The governability of the State

The PP now says it will not govern with Vox despite not making it explicit at its congress.

Tellado says they will hold a repeat election rather than form a coalition with the far right.

Alberto Núñez Feijóo with the new PP steering committee
Upd. 19
3 min

MadridAlberto Núñez Feijóo expressed his desire to govern solo at the closing ceremony of the PP congress. However, the PP leader raised this as an aspiration without closing the door to other possibilities. Less than 24 hours after not having made this explicit, the PP now affirmed that forming a solo government is a commitment. "There will be no coalition government," said the party's new secretary general, Miguel Tellado, who asserted that before governing with Vox, they will seek a repeat election. Tellado said this in an informal conversation with journalists after Monday's press conference in Génova, but he avoided stating it when asked while the cameras were recording him. "It is a commitment to give Spain a single-party government; Feijóo's commitment is to govern solo," Tellado emphasized in his conversation with the press.

In response to the PP's statement on future alliances, Vox warned that Feijóo's party is getting wrapped up in its efforts. "What are they doing? They're making the same huge mistake of June 23rd. They haven't learned anything. They're dividing up seats, they're talking about governments when they have absolutely nothing, and when they haven't even been able to present a motion of no confidence to oust this government," said the spokesperson for the far-right party. Vox insisted in a press conference that the PP currently has no government to speak of, and its spokesperson considered it "madness" to be "selling their backs again before they've even caught them." Fúster also laughed at Feijóo's aspiration for the PP to once again secure ten million votes. On July 23, 2023, the Popular Party (PP) remained at almost 8.1 million votes, and Vox obtained just over 3 million. The crisis within the PSOE over the Santos Cerdán case, according to the latest polls, is driving up voting intentions among the far right, a scenario that diminishes the chances that Feijóo will be able to do without the extra.

What PP leader Alberto Nuñez Feijóo stated during his weekend speech in Congress is that he is willing to reach parliamentary agreements with Vox.
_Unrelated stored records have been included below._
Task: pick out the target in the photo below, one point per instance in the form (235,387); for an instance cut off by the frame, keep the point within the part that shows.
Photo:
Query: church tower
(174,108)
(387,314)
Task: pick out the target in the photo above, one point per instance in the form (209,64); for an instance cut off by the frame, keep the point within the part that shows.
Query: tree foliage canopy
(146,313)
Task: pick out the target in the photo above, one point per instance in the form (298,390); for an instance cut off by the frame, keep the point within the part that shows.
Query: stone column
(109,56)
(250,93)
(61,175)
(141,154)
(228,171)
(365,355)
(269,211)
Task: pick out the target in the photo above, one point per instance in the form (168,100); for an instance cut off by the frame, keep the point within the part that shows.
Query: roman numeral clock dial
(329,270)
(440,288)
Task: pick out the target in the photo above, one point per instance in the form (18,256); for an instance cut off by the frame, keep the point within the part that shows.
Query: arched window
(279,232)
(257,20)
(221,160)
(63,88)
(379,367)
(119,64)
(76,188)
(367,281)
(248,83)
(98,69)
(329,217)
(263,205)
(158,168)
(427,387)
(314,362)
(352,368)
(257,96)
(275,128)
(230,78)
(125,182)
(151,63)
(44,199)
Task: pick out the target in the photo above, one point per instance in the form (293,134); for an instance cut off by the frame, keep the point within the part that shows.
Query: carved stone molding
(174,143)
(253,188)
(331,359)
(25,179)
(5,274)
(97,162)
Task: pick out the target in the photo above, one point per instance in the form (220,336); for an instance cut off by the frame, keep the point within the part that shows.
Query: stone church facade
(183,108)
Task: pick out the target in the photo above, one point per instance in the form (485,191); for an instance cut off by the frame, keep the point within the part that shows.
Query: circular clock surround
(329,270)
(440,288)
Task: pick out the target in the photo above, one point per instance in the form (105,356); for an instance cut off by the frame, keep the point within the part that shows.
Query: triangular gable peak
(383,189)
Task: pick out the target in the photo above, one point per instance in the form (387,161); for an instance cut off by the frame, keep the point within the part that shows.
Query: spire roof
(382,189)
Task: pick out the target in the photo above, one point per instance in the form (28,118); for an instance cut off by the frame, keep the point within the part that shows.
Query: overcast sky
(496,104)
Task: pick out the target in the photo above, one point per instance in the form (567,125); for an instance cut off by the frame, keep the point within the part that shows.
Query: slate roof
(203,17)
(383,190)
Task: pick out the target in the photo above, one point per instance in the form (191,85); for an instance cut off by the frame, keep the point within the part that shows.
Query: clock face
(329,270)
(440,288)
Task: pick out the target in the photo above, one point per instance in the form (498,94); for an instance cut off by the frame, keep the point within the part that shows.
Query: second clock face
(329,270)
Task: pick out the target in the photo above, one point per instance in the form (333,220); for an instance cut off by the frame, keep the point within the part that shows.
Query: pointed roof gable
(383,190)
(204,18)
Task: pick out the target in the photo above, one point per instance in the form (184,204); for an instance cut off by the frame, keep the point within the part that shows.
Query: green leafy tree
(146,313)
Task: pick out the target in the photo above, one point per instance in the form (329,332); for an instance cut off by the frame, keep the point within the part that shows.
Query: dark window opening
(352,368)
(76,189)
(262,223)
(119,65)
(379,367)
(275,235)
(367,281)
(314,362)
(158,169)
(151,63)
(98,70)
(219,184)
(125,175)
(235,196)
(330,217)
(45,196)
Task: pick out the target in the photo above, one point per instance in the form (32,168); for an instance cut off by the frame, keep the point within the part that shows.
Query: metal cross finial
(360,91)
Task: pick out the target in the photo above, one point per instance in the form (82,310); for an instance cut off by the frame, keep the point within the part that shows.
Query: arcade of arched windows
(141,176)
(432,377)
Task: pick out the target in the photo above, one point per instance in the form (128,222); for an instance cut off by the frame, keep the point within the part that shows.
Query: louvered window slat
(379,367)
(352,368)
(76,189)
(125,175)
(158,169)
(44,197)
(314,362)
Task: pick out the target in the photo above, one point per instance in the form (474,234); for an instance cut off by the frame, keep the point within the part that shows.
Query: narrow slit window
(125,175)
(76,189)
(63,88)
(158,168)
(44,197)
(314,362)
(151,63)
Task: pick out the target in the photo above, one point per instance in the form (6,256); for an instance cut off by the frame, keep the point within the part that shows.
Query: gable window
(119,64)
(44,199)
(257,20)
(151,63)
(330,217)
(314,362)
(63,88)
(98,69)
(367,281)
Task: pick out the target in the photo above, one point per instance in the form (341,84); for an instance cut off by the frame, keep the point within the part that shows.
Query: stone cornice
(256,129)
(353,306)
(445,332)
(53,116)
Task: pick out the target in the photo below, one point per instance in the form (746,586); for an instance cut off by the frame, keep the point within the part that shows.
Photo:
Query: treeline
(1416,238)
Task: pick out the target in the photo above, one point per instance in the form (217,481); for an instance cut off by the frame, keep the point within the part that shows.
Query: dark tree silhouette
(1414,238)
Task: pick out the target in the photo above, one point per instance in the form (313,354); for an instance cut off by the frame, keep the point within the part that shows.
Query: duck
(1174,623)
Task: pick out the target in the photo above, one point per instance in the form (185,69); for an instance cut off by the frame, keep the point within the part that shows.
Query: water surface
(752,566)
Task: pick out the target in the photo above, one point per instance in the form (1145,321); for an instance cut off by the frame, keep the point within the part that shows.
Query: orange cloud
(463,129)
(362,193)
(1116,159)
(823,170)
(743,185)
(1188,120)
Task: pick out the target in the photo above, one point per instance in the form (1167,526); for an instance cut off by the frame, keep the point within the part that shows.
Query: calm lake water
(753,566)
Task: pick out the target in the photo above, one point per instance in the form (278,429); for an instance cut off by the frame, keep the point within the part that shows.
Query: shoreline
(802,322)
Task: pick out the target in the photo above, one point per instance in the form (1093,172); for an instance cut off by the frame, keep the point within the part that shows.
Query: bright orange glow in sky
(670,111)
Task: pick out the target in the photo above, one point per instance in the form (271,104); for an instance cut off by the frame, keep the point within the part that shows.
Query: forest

However, he did not explicitly say anything publicly about ruling out a coalition with the far right to govern; he only mentioned the aspiration to govern alone. Now we will have to see if the PP can maintain that commitment, which they announced this Monday, if Vox has sufficient strength after the next elections and makes it an indispensable condition for him to be sworn in as Prime Minister. The far-right party has also attacked the PP's roadmap of opening up to agreements with everyone except EH Bildu, an approach incompatible with Vox's demands, but which Abascal's party sees as beneficial to their interests because it allows them to claim that "nothing separates the PP from the PSOE." "They are determined that there is a good PSOE; it has never been like that," Fúster warned the PP, whom they see as willing to reach the Moncloa Palace with a Socialist abstention if the numbers allow them.

The alliance with Junts

According to sources in Génova, despite having opened the door to the PP congress to dialogue with Carles Puigdemont's party, no new contacts have been initiated after those Tellado attempted to maintain last week to forge a vote of no confidence (which has now failed). However, the PP urged them to speak with some of them after Sánchez's appearance in Congress this Wednesday in case it is not satisfactory. "I think they are increasingly uncomfortable," Tellado said in a press conference regarding the PSOE's actions. The mayor of Badalona, ​​Xavier García Albiol, from the Popular Party, has already stepped forward. In an interview this Monday on TV3, he called on Junts to join a vote of no confidence against the Socialist leader.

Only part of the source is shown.